Reputation: 774
I'm new to python and pandas but I have a problem I cannot wrap my head around.
I'm trying to add a new column to my DataFrame
. To achieve that I use the assign()
function.
Most of the examples on the internet are painfully trivial and I cannot find a solution for my problem.
What works:
my_dataset.assign(new_col=lambda x: my_custom_long_function(x['long_column']))
def my_custom_long_function(input)
return input * 2
What doesn't work:
my_dataset.assign(new_col=lambda x: my_custom_string_function(x['string_column'])
def my_custom_string_function(input)
return input.upper()
What confuses me is that in the debug I can see that even for my_custom_long_function
the parameter is a Series
, not a long
.
I just want to use the lambda
function and pass a value of the column to do my already written complicated functions.

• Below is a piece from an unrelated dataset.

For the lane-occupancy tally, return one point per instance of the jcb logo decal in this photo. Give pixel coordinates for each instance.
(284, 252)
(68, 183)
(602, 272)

How do I do this?
Edit: The example here is just for demonstrative purpose, the real code is basically an existing complex function that does not care about panda's types and needs a str
as a parameter.
Upvotes: 5
Views: 16043
Reputation: 71580
Because the column doesn't have a upper
method, in order to use it, you need to do str.upper
:
my_dataset.assign(new_col=lambda x: my_custom_string_function(x['string_column'])
def my_custom_string_function(input)
return input.str.upper()
That said, I would use:
my_dataset['new column'] = my_dataset['string_column'].str.upper()
For efficiency.
Edit:
my_dataset['new column'] = my_dataset['string_column'].apply(lambda x: my_custom_string_function(x))
def my_custom_string_function(input):
return input.upper()
Upvotes: 6